Some organizations choose MariaDB specifically to avoid Oracle dependency. Linux distributions (Debian, RHEL, Arch) have defaulted to MariaDB for this reason.

MariaDB Corporation's BSL licensing for enterprise features has drawn some criticism -- it's open source with a time delay, not purely GPL. But the community edition remains fully open.

Ecosystem

MySQL has the larger ecosystem:

  • More hosting providers, managed services, and cloud offerings
  • Broader tooling support (every database tool supports MySQL)
  • PlanetScale, Vitess for horizontal scaling
  • Larger community and more Stack Overflow answers
  • WordPress, Drupal, and most PHP frameworks default to MySQL

MariaDB:

  • Drop-in for most MySQL tools (drivers, GUIs, ORMs usually work)
  • SkySQL (MariaDB's managed cloud service)
  • Default in many Linux distributions
  • Growing but smaller community

If you're choosing a managed database service, MySQL has more options.

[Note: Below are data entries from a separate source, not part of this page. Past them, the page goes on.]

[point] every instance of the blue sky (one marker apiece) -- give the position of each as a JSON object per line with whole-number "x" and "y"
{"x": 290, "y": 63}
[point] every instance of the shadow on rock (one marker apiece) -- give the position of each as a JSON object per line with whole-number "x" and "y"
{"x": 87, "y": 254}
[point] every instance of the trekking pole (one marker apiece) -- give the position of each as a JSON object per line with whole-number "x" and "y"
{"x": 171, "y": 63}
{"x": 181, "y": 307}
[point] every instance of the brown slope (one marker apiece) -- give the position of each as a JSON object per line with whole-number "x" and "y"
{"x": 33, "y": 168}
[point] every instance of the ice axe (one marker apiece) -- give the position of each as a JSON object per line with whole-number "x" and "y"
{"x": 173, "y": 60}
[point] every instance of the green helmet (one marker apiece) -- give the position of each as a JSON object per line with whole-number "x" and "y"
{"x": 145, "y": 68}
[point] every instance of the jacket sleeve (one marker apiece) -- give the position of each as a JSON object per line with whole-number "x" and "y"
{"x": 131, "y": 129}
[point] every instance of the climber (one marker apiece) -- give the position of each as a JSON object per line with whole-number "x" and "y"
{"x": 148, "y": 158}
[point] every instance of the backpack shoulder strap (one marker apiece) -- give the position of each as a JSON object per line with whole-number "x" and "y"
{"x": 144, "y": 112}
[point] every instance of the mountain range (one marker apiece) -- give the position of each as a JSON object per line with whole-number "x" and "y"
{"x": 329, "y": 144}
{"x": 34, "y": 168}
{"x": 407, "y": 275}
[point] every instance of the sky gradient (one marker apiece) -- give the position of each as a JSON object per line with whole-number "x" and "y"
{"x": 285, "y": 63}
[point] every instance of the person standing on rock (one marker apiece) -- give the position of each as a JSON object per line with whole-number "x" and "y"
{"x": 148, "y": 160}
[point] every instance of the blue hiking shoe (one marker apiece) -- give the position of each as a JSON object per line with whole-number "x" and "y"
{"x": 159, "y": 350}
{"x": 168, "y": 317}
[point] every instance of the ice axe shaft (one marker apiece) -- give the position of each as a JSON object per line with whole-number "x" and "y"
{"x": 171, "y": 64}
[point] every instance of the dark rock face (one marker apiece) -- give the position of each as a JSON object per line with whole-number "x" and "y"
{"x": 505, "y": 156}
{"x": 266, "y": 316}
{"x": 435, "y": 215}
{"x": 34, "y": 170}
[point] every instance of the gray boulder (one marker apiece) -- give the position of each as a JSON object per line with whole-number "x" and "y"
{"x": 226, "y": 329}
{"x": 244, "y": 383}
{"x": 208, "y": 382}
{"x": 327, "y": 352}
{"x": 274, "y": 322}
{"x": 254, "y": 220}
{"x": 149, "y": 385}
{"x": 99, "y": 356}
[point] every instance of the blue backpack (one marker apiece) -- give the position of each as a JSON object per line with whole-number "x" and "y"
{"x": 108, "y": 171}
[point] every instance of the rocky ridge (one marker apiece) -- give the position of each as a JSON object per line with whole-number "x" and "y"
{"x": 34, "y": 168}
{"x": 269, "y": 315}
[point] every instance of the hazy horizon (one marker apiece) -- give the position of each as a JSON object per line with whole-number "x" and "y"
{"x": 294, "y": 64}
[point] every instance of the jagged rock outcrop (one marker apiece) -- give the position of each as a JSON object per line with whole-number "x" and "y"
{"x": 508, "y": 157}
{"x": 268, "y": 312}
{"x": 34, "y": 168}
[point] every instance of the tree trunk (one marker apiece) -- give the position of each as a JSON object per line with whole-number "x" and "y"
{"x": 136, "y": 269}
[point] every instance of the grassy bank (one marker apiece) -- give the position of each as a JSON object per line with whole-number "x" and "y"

If you're deploying on your own Linux servers, MariaDB may already be installed.

When to Choose MySQL

  • JSON-heavy applications that benefit from native binary JSON storage
  • Teams that want MySQL Group Replication / InnoDB Cluster
  • Projects that need PlanetScale or Vitess for sharding
  • Applications where the broader hosting ecosystem matters
  • WordPress and PHP applications (MySQL is the tested default)

When to Choose MariaDB

  • Teams that want thread pool and other enterprise features without paying Oracle
  • Projects that need columnar analytics alongside OLTP (ColumnStore)
  • Organizations that prefer community-governed open source
  • Linux-based deployments where MariaDB is already the system default
  • Applications that benefit from additional storage engines (Aria, RocksDB, Spider)

The Bottom Line

MySQL and MariaDB started as the same database but are increasingly different products. "Just swap one for the other" is outdated advice. Test your application thoroughly before migrating between them.

For new projects, the choice usually comes down to: do you value MySQL's JSON support and larger managed-service ecosystem, or MariaDB's community governance and built-in enterprise features? Neither is wrong.